Overall, I find that there is no “natural” choice of either Angular Circle or Unit Circle as the “natural” unit of reference. The Angular Circle seems to be best to understand how an angle is measured, the Unit Circle might reduce the clutter for who works a lot with derivatives. Dimensions however tend to arise from the field of application. Having more bodies circling a Sun at various radii destroys all simplicity anyway, especially when those appear to be no circles at all.

PM.

This Wikipedia article has a wrong statement on dimensions (today, July 2014):* “Although the radian is a unit of measure, it is a dimensionless quantity. This can be seen from the definition given earlier: the angle subtended at the centre of a circle, measured in radians, is equal to the ratio of the length of the enclosed arc to the length of the circle’s radius.
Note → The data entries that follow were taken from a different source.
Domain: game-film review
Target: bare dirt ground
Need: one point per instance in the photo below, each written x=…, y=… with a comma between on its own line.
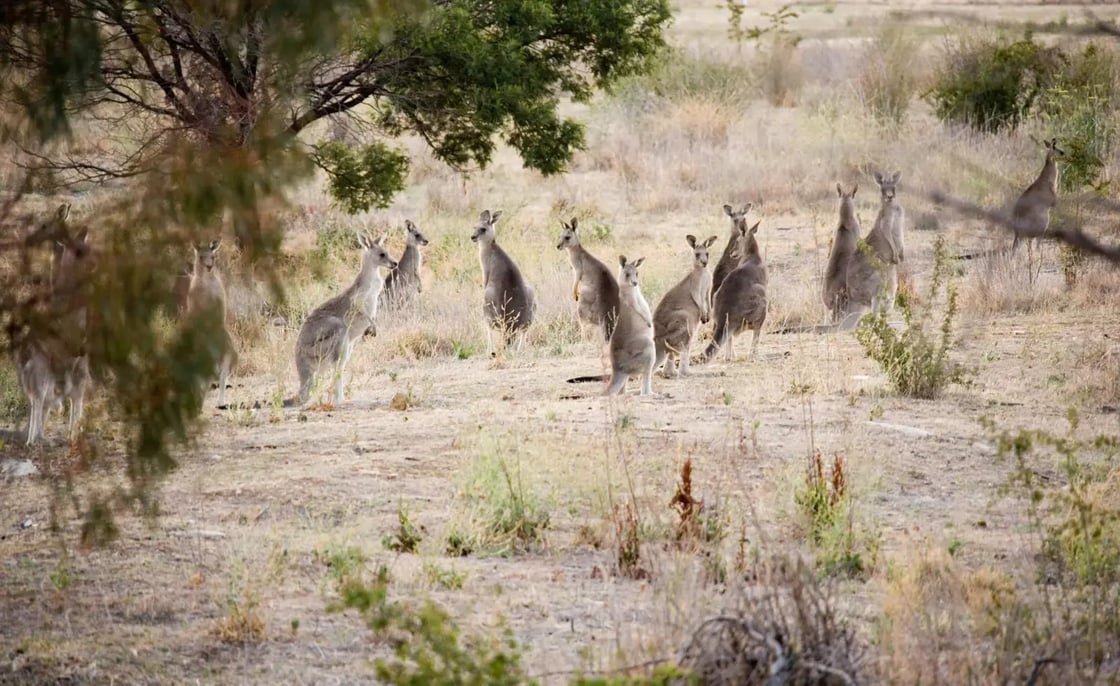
x=255, y=509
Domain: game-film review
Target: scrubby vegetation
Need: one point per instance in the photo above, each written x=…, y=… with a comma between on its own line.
x=479, y=520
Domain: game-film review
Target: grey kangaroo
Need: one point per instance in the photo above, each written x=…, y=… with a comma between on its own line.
x=740, y=302
x=873, y=274
x=595, y=288
x=632, y=349
x=1030, y=213
x=509, y=303
x=53, y=365
x=729, y=260
x=328, y=334
x=843, y=249
x=206, y=294
x=403, y=284
x=681, y=311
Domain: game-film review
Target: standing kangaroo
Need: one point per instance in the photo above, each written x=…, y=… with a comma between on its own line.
x=740, y=302
x=402, y=285
x=729, y=260
x=1030, y=213
x=681, y=311
x=507, y=302
x=595, y=288
x=632, y=348
x=206, y=297
x=328, y=334
x=873, y=274
x=53, y=365
x=843, y=250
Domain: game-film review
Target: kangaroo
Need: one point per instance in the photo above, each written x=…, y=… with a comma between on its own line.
x=632, y=348
x=403, y=284
x=843, y=250
x=509, y=303
x=595, y=288
x=681, y=311
x=328, y=334
x=205, y=294
x=873, y=274
x=729, y=260
x=740, y=302
x=1030, y=213
x=53, y=367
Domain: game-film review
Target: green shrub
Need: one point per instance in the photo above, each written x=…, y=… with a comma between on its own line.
x=916, y=360
x=1070, y=487
x=14, y=405
x=407, y=536
x=990, y=84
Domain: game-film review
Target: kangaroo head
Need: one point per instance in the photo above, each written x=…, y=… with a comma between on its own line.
x=70, y=253
x=627, y=274
x=484, y=230
x=888, y=185
x=412, y=234
x=568, y=237
x=206, y=255
x=848, y=220
x=699, y=250
x=374, y=255
x=738, y=216
x=1052, y=149
x=747, y=242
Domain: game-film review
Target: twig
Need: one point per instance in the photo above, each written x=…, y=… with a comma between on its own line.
x=1074, y=238
x=569, y=673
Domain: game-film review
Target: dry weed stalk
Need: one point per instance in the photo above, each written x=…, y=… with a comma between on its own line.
x=687, y=506
x=628, y=543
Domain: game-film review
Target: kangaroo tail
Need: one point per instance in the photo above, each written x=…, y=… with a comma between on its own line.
x=589, y=379
x=719, y=336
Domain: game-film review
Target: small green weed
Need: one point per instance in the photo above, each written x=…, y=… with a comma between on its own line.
x=407, y=536
x=916, y=361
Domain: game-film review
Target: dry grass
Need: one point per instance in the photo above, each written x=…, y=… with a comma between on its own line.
x=423, y=405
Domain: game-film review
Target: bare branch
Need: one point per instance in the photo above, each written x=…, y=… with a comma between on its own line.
x=1073, y=238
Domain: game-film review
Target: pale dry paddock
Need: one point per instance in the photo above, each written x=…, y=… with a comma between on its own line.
x=254, y=512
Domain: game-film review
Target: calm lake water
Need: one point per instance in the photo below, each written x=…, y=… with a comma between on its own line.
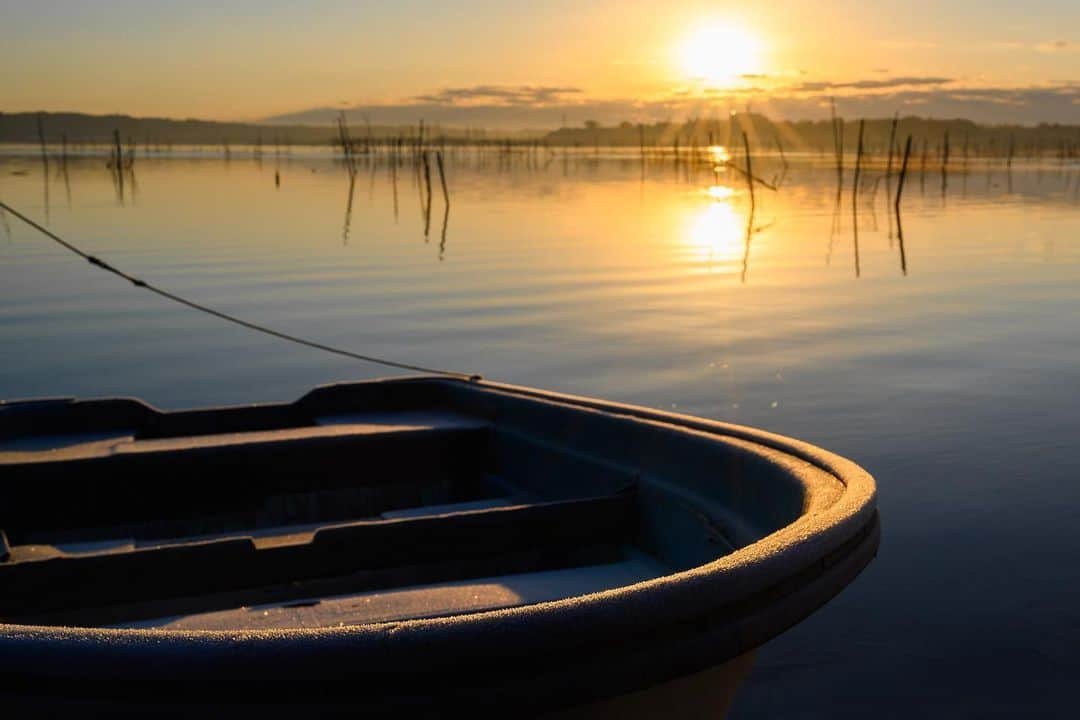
x=956, y=384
Since the units of measurement cancel, this ratio is dimensionless.”* The arc is in 2D space while the radius is in 1D, and 2D / D still leaves a dimension. The proper dimension is Turn. Use 1 Turn ⇔ Θ radians, so that 1 radian ⇔ 1 / Θ Turn ≈ 16% Turn. Turns are measured on the Angular Circle and radians on the Unit Circle. See the earlier weblog entry. I suppose that mathematicians enjoy taking the ratio arc / radius, and then create a bit of mystery, while engineers directly use the Unit Circle, with *r* = 1 in the standard unit of measurement (meter, foot), with the magic of being practical without the mystery.

Dimensional analysis generally concerns the units such as meters and seconds and dollars, e.g. see here or on wikipedia again. I have been using it to good effect since early university, in particular since F.J. de Jong at Rijksuniversiteit Groningen had increased awareness there. In this case we apply dimensional analysis to our 2D space. I met a mathematician who thought that I thought that dimensional analysis applied only to 1D, 2D, 3D, … and who started lecturing me, and it continues to amaze me how easy it is that misunderstandings arise.

Another possible misunderstanding is this. If you take a circumference of an object in 2D, say an equilateral triangle with sides 1 meter giving a circumference of 3 meter, and divide that circumference by a side, then it is conventionally (3 meter) / (1 meter) = 3 dimensionless, but rather be aware of (3 meter around) / (1 meter straight) = 3 around / straight. Again it is 2D / 1D = 1D. Just like the circle, you can make a turn going around that triangle. As it stands, it is little use to make an issue of this for circumferences in general, and the conventional view has its advantages. But for the circle it is useful to bring it to the fore in the definition of angle and turn. Indeed, here we need it to get the polar co-ordinates {radius, angle}, which uses that Turn is a separate dimension indeed.